Why long conversations degrade
When the conversation exceeds the context window, older messages get truncated or dropped entirely. The model doesn’t “forget” gradually, the way you might. One moment a message is in context. The next it’s gone. The model has no idea it was ever there.
Even within the window, not all positions are equal. Research has identified a “lost in the middle” problem: models attend more strongly to the beginning and end of their context, and underweight information buried in the middle. If the critical detail is on message 47 of a 100-message thread, the model is more likely to miss it than if it showed up in message 2 or message 99.
The size race
Context windows have expanded fast. GPT-3 launched with 4,096 tokens (roughly 3,000 words). GPT-4 pushed to 128,000. By 2024, Claude and Gemini both hit 1 million tokens. In 2026, most frontier models support at least 1 million, and Gemini 3 Pro advertises 10 million.
But bigger is not free. Attention scales quadratically with context length. Doubling the window doesn’t double the cost. It quadruples it. A model processing 200,000 tokens is doing orders of magnitude more work than one processing 4,000. That’s why long-context requests are slower, more expensive, and why providers charge per token in both directions.
Design implications
If you’re designing an LLM-powered product, the context window is one of your most important constraints. How much conversation history do you retain? When do you summarize older messages instead of keeping them verbatim? Do you show users how much context remains, the way a character count shows remaining space in a tweet? What happens when the window fills up?

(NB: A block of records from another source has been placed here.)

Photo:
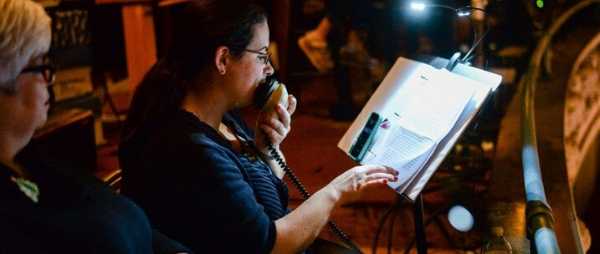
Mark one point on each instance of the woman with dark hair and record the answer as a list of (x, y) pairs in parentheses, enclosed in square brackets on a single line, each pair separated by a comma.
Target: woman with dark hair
[(45, 210), (191, 162)]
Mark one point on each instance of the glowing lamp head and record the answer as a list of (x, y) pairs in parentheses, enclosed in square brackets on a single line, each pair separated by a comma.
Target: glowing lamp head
[(417, 6)]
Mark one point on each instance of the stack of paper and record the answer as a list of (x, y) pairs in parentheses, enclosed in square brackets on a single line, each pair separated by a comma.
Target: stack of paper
[(423, 111)]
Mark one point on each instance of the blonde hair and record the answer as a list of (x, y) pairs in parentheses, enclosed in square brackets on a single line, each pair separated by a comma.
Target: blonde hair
[(24, 34)]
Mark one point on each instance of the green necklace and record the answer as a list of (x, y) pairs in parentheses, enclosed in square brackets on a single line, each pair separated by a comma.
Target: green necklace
[(28, 188)]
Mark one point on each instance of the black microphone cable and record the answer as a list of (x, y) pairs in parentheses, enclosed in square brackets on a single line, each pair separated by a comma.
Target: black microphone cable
[(305, 194)]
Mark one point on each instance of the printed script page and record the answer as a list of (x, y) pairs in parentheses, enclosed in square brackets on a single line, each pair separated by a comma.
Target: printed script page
[(423, 112)]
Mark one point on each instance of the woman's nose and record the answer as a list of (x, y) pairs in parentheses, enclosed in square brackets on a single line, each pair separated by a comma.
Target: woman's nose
[(269, 69)]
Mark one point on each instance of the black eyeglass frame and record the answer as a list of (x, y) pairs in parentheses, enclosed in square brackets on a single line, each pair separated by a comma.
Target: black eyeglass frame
[(267, 55), (47, 70)]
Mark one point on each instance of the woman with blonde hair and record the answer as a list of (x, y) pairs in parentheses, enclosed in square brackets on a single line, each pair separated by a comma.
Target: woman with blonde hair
[(41, 210)]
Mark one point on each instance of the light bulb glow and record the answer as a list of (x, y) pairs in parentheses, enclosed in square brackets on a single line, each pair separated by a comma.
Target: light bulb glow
[(417, 6), (463, 13)]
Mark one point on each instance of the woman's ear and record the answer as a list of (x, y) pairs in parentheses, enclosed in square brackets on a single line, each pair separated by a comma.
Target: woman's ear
[(221, 59)]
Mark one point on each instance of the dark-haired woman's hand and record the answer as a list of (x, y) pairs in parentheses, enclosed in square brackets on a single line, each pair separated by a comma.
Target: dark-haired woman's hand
[(349, 185), (274, 126)]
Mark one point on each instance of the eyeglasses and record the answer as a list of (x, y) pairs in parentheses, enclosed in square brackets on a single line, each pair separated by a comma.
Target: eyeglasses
[(47, 71), (265, 58)]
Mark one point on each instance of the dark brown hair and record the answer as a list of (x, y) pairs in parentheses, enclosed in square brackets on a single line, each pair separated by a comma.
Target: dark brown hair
[(199, 27)]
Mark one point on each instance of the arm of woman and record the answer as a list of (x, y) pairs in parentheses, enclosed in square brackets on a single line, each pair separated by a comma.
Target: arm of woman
[(299, 228)]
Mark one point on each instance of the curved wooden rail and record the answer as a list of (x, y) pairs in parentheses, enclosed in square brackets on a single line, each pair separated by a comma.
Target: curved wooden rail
[(549, 211)]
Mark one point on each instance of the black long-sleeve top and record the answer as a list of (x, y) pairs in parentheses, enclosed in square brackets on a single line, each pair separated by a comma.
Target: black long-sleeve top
[(74, 214), (198, 189)]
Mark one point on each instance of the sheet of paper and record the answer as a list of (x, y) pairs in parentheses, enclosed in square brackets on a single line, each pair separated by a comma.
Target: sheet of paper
[(399, 148), (432, 103)]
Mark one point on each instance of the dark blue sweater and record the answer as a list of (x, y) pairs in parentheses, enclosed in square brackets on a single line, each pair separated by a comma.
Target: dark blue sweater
[(196, 188)]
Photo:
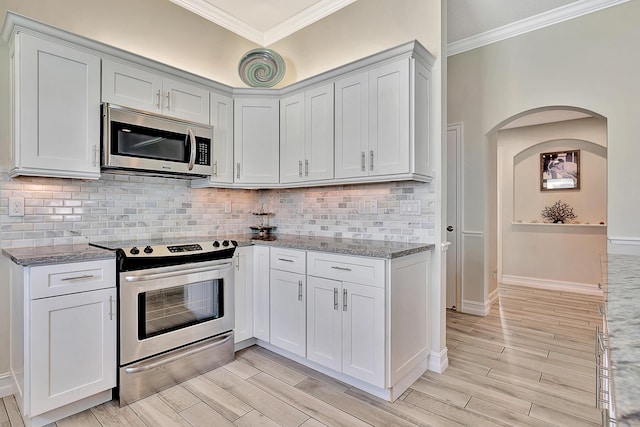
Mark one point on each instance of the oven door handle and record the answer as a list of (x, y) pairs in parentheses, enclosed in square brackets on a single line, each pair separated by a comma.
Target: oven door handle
[(220, 340), (177, 272)]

Graceful degradation matters. Users don’t expect to hit a wall mid-conversation, but they will. The apps that handle this well (summarizing, archiving, notifying) will feel dramatically more reliable than the ones that silently start dropping context and producing confused responses.
A context window is not memory. It’s a workspace. Every session starts blank. The continuity you experience is an application-level illusion.
How It Learned
Training. The loop that turns random weights into something useful.
The core loop is almost boring. Predict the next token. Check the answer. Adjust. Repeat. The magic isn’t in the mechanism. It’s in doing it trillions of times.
The data
When people say a model was “trained on the internet,” they mean something specific: Common Crawl (a snapshot of billions of web pages), digitized books, Wikipedia, academic papers, GitHub repositories, forums, and more. GPT-4 was reportedly trained on around 13 trillion tokens. The data is filtered for quality, but it’s still messy. The model learns from all of it, including the mistakes.
What learning means
A model starts as billions of parameters set to random values. It sees a sequence of tokens and predicts the next one. A loss function measures how wrong the prediction was. Backpropagation traces that error backward through the network and nudges each parameter to be slightly less wrong next time. Over billions of iterations, the loss drops. The model gets better.
What gets stored
The model primarily stores statistical tendencies, not verbatim text. But memorization of specific sequences does happen, especially for text that appears many times in the training data. Think of a chef who has cooked 10,000 different dishes. They develop intuition about flavor combinations, technique, and timing. They don’t consult a recipe for most things. But ask them to recite one they’ve read a hundred times, and they probably can. Knowledge in a neural network is distributed the same way: spread across millions of parameters, with some well-worn paths carved deeper than others.
Scale and emergence
Here’s the part that surprised everyone, including the researchers. Bigger models don’t just get incrementally better. They develop capabilities nobody programmed. GPT-2 (1.5 billion parameters) was barely coherent past a few sentences. GPT-3 (175 billion) could write essays and translate languages. GPT-4, reported to have over a trillion parameters across a mixture-of-experts architecture (though OpenAI has never confirmed the details), can pass the bar exam. Same architecture. More scale.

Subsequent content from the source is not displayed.